Por formação nós, os juízes, estamos acostumados a pensar a verdade do outro, a ponderar suas razões, a buscar o equilíbrio, numa lógica que, obviamente, não é e não pode ser a da política nem a do mercado. Isso, por vezes, gera exasperadas mas compreensíveis reações daqueles que imaginam que as políticas necessárias prescindem da clareza do debate com dados transparentes e públicos.

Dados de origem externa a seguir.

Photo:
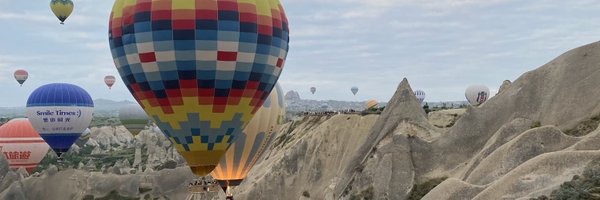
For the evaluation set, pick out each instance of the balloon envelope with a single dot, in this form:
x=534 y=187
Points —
x=420 y=94
x=372 y=104
x=200 y=69
x=255 y=140
x=477 y=94
x=133 y=118
x=21 y=76
x=354 y=90
x=21 y=145
x=109 y=81
x=62 y=9
x=85 y=136
x=60 y=112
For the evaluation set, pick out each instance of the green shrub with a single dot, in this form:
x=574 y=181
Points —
x=586 y=186
x=420 y=190
x=584 y=127
x=536 y=124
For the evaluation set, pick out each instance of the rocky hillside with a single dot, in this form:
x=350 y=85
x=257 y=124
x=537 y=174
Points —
x=538 y=132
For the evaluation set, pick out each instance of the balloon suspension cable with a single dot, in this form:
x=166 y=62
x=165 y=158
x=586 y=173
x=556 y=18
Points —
x=229 y=193
x=203 y=188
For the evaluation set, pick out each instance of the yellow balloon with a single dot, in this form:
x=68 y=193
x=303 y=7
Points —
x=255 y=140
x=62 y=9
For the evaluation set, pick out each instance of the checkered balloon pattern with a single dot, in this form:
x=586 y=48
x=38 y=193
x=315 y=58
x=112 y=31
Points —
x=199 y=68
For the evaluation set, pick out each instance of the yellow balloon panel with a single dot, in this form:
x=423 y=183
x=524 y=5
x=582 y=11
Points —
x=256 y=138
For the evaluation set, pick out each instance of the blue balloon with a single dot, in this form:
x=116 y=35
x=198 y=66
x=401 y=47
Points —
x=60 y=112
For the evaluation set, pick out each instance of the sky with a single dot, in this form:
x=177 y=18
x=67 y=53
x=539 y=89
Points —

Dessa forma, para a garantia do respeito à autoridade da lei e mantença da ordem, do direito das minorias, dos excluídos pelo poder econômico, quer dizer, da própria sociedade e de um sistema de direito que a ela dê condições de mínima civilidade, todo o mundo ocidental protege o Poder Judiciário, tratando de não vulgarizá-lo economicamente, possibilitando que seus membros exerçam suas funções com a retidão e imparcialidade esperadas, sem sofrer as injunções habituais dos sistemas econômico, político e da mega-criminalidade. Merece desconfiança o movimento tendente à mediocrização de tão importante função estatal porque, sem essas garantias, instituídas em favor da sociedade, não se teria ouvido falar na ‘‘operação mãos limpas’’, que levou centenas de mafiosos e corruptos — inclusive do Tribunal de Roma e conhecidas personalidades dos Poderes Executivo e Legislativo — à prisão na Itália. Também o exemplo da Suprema Corte norte-americana, no início do século XIX, com o justice Marshall desafiando o Executivo e o Legislativo, ao se entender legitimado para revisar e anular seus atos, é paradigmático. Nos EUA, o paraíso dos fundos privados de previdência e pensão, os membros do Poder Judiciário se aposentam com valores pagos pelo poder público. Lá, no templo do mercado — inspiração maior do laissez-faire brasileiro, há carreiras de Estado que são protegidas das influências dele, mercado, porque a lucidez política e a renúncia ao discurso de ocasião ditam a necessidade de blindagem de certas funções estatais com a couraça da irredutibilidade de vencimentos e proventos, para que se preservem da sanha do crime organizado, dos poderosos que crêem que o dinheiro e a influência tudo podem, com ousadia em ascensão visível. Naquele país, mesmo os empresários ávidos em colocar a mão nessa suculenta fatia do mercado, acatam como correta a proteção e segurança econômica de determinadas atividades públicas, porque assim também protegem a si próprios contra a influência ou a ação ilegal dos demais. Só os levianos, os grosseiramente desinformados ou os civicamente tacanhos podem pensar que tal proteção funciona em favor dos próprios juízes ou dos titulares da funções típicas de Estado.

É hora de os condutores da reforma da previdência deixarem de lado o fetichismo das estatísticas de conveniência, com as quais, pelo seu poder de síntese e dramatização, querem transformar a realidade da vida econômica e social omitindo as nuances de uma sociedade altamente complexa, e sintonizarem o discurso com a prática no resgate da ética prometida, a começar pela correta transparência e divulgação de dados, pela não demonização do setor público, que já foi satanizado demais pelos governos anteriores e que sempre paga o preço das mudanças, pela compreensão democrática da necessidade estratégica de proteção de setores da atividade essencial do Estado e pela criteriosa correção das inúmeras falhas do sistema de seguridade social do Brasil, após um indispensável diagnóstico preciso e correto do problema, o que até aqui pura e simplesmente não existe.

(*) Presidente da Associação dos Magistrados Brasileiros (AMB) e membro do Conselho de Desenvolvimento Econômico e Social

 

Fonte: Direito & Justiça, Suplemento do jornal Correio Braziliense, 31/03/2003 & ANDES-SN.